Peraltro, seppur da vari anni la legislazione fiscale italiana abbia introdotto norme specifiche in materia di trust, permangono tuttora talune incertezze sia in ambito di imposizione indiretta (con riferimento particolare al momento di assoggettamento all’imposta di donazione), che in ambito di imposte dirette, in specie per quanto concerne l’imposizione fiscale sull’atto devolutivo dei beni ai beneficiari del trust.

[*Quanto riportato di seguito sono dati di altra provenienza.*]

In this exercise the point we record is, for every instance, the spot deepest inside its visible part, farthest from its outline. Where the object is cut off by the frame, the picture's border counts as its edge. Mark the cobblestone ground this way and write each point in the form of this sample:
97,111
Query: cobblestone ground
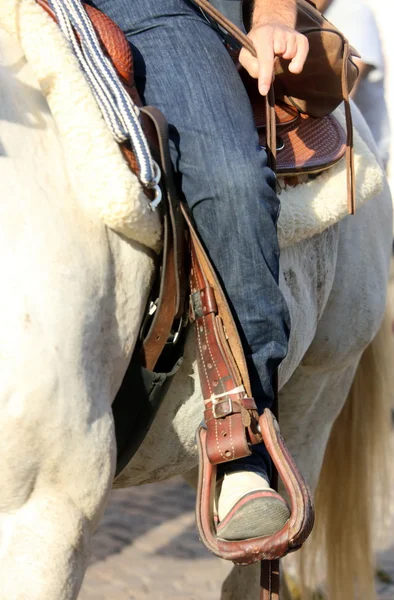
147,547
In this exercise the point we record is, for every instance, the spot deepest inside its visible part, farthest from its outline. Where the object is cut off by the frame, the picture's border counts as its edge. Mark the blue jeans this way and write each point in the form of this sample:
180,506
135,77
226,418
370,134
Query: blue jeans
182,67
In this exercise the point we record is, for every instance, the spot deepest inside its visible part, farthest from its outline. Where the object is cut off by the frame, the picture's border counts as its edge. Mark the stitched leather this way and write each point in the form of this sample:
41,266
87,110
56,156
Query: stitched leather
328,76
232,417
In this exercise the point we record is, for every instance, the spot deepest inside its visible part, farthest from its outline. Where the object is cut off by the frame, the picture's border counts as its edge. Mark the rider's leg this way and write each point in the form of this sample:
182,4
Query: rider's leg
183,68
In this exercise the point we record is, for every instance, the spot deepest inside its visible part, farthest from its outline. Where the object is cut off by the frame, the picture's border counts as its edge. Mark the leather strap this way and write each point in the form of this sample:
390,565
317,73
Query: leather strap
230,416
295,531
171,301
269,580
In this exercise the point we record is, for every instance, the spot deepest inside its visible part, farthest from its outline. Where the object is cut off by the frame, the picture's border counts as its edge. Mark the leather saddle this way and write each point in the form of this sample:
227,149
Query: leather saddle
228,401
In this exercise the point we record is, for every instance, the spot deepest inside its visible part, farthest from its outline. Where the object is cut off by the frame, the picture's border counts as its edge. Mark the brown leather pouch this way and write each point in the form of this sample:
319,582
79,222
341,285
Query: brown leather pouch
328,76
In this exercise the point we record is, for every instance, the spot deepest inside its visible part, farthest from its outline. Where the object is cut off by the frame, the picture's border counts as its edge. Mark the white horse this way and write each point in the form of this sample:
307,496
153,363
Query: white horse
71,303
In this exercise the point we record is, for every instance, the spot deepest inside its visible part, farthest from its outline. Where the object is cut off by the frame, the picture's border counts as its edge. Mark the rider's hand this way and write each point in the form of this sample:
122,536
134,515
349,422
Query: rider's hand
270,40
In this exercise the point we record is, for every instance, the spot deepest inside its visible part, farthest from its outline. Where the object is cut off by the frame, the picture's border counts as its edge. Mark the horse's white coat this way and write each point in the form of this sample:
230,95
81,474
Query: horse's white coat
100,177
72,297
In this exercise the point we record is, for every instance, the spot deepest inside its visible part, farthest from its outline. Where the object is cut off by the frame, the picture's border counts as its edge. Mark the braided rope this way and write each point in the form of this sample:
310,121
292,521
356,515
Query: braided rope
119,111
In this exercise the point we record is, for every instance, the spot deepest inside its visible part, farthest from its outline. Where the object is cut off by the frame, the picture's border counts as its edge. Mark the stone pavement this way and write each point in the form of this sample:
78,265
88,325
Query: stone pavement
147,548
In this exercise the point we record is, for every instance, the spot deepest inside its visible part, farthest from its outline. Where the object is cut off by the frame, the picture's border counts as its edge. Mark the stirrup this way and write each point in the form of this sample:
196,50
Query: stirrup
290,537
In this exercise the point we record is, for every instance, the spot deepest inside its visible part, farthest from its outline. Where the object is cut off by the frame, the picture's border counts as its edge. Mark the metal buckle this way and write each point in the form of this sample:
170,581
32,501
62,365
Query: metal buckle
154,184
224,414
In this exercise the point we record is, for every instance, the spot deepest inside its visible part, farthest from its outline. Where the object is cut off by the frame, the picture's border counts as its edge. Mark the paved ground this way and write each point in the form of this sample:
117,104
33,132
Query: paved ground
147,548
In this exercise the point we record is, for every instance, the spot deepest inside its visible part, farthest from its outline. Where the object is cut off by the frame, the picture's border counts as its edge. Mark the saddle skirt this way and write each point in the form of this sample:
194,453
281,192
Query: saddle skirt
98,172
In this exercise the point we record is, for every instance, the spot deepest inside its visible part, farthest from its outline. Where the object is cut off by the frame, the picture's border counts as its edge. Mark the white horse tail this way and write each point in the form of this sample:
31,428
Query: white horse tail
354,482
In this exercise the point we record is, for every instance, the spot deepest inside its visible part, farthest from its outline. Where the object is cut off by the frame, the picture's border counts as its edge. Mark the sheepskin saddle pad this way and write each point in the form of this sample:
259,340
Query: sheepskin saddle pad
98,172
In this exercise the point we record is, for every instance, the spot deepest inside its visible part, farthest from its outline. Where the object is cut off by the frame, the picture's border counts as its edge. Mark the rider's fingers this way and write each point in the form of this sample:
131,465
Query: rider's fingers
249,63
291,47
298,61
265,56
280,43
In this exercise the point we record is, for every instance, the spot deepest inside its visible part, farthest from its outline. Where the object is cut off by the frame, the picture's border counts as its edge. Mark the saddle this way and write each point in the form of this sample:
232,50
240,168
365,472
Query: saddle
229,406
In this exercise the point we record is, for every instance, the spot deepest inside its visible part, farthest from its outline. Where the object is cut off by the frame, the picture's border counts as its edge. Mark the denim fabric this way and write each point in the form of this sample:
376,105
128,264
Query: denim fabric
183,68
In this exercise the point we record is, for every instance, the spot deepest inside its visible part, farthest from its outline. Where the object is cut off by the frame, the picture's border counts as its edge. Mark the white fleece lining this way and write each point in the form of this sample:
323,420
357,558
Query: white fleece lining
99,173
310,208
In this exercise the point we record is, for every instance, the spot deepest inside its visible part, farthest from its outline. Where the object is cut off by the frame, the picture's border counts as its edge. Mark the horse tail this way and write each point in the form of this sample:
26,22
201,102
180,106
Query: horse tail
354,481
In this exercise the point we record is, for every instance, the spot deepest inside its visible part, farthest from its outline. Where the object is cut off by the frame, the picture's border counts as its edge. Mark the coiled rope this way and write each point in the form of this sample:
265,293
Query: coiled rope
119,111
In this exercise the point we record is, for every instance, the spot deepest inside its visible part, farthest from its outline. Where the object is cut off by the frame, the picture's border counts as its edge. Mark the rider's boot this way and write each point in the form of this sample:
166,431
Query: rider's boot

La bozza della legge di bilancio, attualmente in circolazione, sembra voler introdurre una norma di chiusura in relazione al secondo aspetto (i.e. imposte dirette), che avrebbe un impatto sicuramente di rilievo sui trust esteri extra-comunitari (con beneficiari fiscalmente residenti in Italia).
Infatti, da tempo si discuteva in ambito tributario se le somme percepite da un beneficiario, fiscalmente residente in Italia, di un trust estero “opaco” – i cui redditi non siano da imputare, per trasparenza, ai suoi beneficiari (assimilando il trust ad una sorta di “fiduciaria”) – fossero, o meno, tassabili in Italia.
La miglior dottrina era giunta a concludere che, non trattandosi di una tipologia di reddito annoverata tra quelle oggetto di tassazione, e in assenza di una norma ad hoc, tali somme dovessero considerarsi esenti da imposizione (salvo il caso in cui si concretizzassero in una rendita periodica).
Vediamo nel seguito come, e a quali condizioni, questo vuoto normativo verrebbe colmato dalla bozza di normativa in oggetto (salvo sue modifiche lungo l’iter parlamentare).
L’articolo 14 del provvedimento (rubricato “trust esteri”) prevede una nuova fattispecie di reddito di capitale, rappresentato dai “redditi corrisposti a residenti italiani da trust e istituti aventi analogo contenuto stabiliti in Stati e territori che con riferimento al trattamento dei redditi prodotti dal trust si considerano a fiscalità privilegiata ai sensi dell’articolo 47-bis, anche qualora i percipienti residenti non possano essere considerati beneficiari individuati ai sensi dell’articolo 73”.
Da una prima lettura, sembra quindi potersi desumere come, in caso di trust esteri extra-comunitari, che localmente non paghino imposte (o ne paghino troppo poche rispetto all’Italia), i percipienti (residenti fiscalmente in Italia) passino da tassazione zero a tassazione con aliquote Irpef progressive, trovandosi a incassare somme qualificabili come redditi di capitale (anche laddove siano portatori di una “mera aspettativa” di ottenere benefici dal trust, e non titolari di un diritto ad averli – così può essere esplicata la condizione di “beneficiario non individuato” menzionata dalla norma).
La novità non è da poco, e permette di evitare possibili salti di imposta, configurabili laddove il trust extra-comunitario sia caratterizzato da una fiscalità privilegiata.
La buona notizia è che, assumendo una portata innovativa, e non interpretativa della norma (insomma, disponendo la stessa solo per il futuro), e ragionando a contrariis, le somme incassate fino a fine anno dai suddetti beneficiari dovrebbero ritenersi esenti da tassazione.
Per concludere, una presunzione assoluta (che non ammette quindi prova contraria): le attribuzioni di trust esteri (anche comunitari) a beneficiari fiscalmente residenti in Italia, quando non ne sia certa la natura di patrimonio (oggetto di restituzione), si considerano sempre distribuzioni di redditi: così dispone il comma 2 dell’articolo 14 in oggetto.